I checked on my wild passionfruit vines this week and found something disturbing — severe defoliation!
So it appears that the caterpillar is a pest of the vine, but killing them would also lead to no more Gulf fritillary butterflies. And since passionfruit vines is their preferred host, it seems a shame to exclude them from the food source. However, if it want to see how these vines can grow and produce then I need to come up with another alternative. The caterpillars also started feeding on the fruit.
I was able to harvest one ripe fruit. The fruit had begun to turn a yellow-ish color and become soft. The skin often begins to shrivel and look wrinkled when it is ripe.

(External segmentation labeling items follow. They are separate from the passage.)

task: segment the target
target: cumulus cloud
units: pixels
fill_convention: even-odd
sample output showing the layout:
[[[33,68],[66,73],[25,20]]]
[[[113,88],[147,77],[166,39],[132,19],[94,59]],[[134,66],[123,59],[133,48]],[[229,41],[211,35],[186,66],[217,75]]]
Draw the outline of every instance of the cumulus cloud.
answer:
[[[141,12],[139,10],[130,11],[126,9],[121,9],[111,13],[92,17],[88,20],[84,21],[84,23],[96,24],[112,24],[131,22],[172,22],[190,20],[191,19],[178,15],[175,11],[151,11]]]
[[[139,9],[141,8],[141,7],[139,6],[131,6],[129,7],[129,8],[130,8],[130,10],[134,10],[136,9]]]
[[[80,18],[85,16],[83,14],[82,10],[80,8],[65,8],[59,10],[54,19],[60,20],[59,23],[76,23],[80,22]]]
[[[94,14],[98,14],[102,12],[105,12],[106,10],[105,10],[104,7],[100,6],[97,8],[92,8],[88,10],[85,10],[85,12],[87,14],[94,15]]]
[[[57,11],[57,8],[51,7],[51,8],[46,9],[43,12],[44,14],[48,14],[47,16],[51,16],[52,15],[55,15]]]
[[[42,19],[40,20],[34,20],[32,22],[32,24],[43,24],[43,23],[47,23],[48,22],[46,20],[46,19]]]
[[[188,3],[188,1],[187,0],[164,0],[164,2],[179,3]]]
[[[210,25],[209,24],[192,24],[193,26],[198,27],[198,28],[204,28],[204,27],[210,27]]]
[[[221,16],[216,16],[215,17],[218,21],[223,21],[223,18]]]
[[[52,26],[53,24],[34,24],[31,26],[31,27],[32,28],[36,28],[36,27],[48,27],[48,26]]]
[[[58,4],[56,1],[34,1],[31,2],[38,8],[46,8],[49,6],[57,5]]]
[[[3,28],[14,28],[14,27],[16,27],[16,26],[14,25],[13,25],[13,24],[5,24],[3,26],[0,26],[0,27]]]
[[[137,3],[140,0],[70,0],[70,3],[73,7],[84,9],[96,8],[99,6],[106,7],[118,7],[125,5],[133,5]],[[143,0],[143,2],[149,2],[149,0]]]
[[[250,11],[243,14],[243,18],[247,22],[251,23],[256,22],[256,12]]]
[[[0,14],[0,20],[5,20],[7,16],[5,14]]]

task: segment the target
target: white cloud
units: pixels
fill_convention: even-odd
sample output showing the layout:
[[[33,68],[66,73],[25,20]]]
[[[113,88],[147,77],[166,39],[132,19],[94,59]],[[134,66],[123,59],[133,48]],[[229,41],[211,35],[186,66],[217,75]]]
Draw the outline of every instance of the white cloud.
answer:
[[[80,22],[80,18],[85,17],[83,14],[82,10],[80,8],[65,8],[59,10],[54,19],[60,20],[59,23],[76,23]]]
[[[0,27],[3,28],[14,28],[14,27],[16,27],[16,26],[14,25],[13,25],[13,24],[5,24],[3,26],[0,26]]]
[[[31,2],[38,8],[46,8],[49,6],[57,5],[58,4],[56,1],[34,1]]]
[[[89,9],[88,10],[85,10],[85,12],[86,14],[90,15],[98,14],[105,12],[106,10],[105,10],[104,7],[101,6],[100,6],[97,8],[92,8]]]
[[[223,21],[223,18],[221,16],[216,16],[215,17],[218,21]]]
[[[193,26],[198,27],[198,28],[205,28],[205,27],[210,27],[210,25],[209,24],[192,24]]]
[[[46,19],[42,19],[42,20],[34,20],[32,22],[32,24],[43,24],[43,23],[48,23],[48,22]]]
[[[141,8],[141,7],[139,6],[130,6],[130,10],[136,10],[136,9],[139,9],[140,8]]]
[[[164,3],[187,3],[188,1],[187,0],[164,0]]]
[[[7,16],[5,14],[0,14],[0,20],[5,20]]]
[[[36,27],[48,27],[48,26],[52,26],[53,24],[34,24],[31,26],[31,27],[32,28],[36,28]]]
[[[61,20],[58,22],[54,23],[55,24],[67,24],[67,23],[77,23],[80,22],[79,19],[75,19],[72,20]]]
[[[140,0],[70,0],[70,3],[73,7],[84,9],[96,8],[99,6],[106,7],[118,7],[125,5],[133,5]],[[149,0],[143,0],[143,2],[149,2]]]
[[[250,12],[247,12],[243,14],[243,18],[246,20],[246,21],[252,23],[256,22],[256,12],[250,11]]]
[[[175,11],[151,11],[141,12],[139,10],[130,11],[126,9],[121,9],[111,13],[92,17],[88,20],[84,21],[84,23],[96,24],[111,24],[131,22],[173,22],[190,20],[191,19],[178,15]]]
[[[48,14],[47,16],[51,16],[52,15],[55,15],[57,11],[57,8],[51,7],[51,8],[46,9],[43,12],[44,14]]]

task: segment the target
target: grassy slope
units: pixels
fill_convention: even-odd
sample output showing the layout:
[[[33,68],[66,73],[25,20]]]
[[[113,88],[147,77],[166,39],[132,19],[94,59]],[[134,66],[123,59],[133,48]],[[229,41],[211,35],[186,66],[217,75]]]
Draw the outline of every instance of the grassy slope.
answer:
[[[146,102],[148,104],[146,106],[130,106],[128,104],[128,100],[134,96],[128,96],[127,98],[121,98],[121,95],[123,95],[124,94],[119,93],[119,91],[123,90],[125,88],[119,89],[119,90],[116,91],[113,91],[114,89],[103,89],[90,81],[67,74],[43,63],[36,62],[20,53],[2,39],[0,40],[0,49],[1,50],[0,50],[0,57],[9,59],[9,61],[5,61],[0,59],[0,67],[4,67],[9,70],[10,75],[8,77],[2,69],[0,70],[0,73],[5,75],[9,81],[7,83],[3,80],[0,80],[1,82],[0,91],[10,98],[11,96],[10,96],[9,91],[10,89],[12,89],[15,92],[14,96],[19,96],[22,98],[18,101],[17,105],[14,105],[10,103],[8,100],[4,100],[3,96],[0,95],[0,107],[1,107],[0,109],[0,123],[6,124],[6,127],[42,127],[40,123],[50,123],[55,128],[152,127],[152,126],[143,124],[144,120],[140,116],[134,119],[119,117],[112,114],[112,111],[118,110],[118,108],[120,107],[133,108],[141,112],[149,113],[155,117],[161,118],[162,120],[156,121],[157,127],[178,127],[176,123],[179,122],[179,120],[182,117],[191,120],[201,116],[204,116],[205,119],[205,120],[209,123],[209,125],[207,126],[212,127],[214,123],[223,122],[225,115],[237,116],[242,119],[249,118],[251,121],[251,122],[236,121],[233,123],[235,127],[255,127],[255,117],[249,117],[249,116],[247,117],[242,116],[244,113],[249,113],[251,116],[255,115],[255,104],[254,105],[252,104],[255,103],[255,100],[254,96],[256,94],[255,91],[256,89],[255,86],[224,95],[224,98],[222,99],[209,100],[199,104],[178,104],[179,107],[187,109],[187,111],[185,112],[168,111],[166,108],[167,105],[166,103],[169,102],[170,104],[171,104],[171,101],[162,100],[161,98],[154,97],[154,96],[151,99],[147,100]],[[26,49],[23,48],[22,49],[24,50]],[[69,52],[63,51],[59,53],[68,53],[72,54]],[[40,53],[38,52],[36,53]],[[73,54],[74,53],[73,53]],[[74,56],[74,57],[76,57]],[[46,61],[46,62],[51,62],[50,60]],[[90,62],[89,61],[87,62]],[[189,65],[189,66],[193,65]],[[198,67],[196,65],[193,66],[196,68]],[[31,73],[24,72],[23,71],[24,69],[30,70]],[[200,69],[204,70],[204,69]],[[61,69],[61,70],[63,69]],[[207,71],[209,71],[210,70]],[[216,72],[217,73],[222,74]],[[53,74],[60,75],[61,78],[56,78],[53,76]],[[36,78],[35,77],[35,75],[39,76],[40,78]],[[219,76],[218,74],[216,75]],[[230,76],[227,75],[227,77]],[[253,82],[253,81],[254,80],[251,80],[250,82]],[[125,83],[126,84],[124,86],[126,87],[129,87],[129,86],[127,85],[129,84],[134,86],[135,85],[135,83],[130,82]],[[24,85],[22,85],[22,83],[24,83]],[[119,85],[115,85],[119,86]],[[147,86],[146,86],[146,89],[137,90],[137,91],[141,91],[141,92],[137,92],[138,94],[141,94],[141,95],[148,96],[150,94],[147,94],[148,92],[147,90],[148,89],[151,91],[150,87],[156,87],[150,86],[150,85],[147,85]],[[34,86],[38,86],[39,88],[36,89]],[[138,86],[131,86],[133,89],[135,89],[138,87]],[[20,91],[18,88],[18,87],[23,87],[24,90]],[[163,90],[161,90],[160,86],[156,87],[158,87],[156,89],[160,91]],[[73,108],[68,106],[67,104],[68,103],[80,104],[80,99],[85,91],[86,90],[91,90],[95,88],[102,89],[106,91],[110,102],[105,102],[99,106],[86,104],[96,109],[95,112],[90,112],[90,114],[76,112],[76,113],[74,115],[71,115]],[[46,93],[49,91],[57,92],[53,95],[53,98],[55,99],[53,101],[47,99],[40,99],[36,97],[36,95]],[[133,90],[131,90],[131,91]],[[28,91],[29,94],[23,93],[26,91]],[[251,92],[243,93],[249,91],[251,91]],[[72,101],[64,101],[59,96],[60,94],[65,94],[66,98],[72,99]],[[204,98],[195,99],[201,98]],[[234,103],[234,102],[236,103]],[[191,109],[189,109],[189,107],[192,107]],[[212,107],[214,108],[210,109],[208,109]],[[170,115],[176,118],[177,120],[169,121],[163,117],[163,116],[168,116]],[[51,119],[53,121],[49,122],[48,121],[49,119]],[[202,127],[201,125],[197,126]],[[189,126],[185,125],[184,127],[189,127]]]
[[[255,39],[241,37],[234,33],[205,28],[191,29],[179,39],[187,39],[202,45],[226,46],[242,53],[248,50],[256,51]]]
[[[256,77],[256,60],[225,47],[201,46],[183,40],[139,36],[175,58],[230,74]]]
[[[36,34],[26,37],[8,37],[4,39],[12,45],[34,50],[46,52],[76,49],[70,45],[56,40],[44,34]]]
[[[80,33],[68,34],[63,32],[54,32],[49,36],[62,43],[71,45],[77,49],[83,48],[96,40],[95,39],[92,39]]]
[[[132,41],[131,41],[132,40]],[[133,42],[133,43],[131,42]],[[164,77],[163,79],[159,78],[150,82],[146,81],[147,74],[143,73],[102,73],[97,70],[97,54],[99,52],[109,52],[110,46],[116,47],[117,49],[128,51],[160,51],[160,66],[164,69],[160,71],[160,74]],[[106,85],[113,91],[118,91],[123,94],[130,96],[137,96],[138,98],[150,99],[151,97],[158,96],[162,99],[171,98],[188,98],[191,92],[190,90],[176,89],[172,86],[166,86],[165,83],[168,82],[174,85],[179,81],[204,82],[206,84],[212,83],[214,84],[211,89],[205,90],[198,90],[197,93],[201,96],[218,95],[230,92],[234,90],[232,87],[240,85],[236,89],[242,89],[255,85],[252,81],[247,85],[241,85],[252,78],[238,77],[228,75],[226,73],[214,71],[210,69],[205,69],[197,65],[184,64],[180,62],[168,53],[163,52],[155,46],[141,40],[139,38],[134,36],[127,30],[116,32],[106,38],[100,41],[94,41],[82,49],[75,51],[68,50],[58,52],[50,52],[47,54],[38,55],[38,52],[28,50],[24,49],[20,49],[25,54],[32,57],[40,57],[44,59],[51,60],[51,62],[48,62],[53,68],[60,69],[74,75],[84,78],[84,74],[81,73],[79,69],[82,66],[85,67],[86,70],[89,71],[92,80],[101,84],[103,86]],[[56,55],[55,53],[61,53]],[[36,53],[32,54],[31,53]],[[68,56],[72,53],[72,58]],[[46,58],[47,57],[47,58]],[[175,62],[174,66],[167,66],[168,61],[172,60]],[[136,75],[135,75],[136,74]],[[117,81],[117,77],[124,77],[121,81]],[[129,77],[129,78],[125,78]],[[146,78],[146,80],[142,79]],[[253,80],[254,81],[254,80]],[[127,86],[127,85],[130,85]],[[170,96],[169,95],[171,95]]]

The aroma is like tropical fruit and the flavor is reminiscent of papaya and mango, but there is a “wild” tangy zest as well. The lingering aftertaste is something that some folks won’t care for, but I don’t find it offensive. These fruit are difficult to eat. The pulp (aril) adheres to the seed tightly and is difficult to get off even with your teeth.
The seeds are black and hard, so not really an option to “crunch” and eat. They are not really large, but large enough to be noticed.
The fruit came in at 12 degrees brix. So it is comparable in sweetness to a good blackberry or blueberry. There are more fruit on the vines so I will report more if I see anything of value. This year is just the observational year to see how they do and decide what to do next. Some of the vines are promising and others look poor. Next year will really start to tell the tale.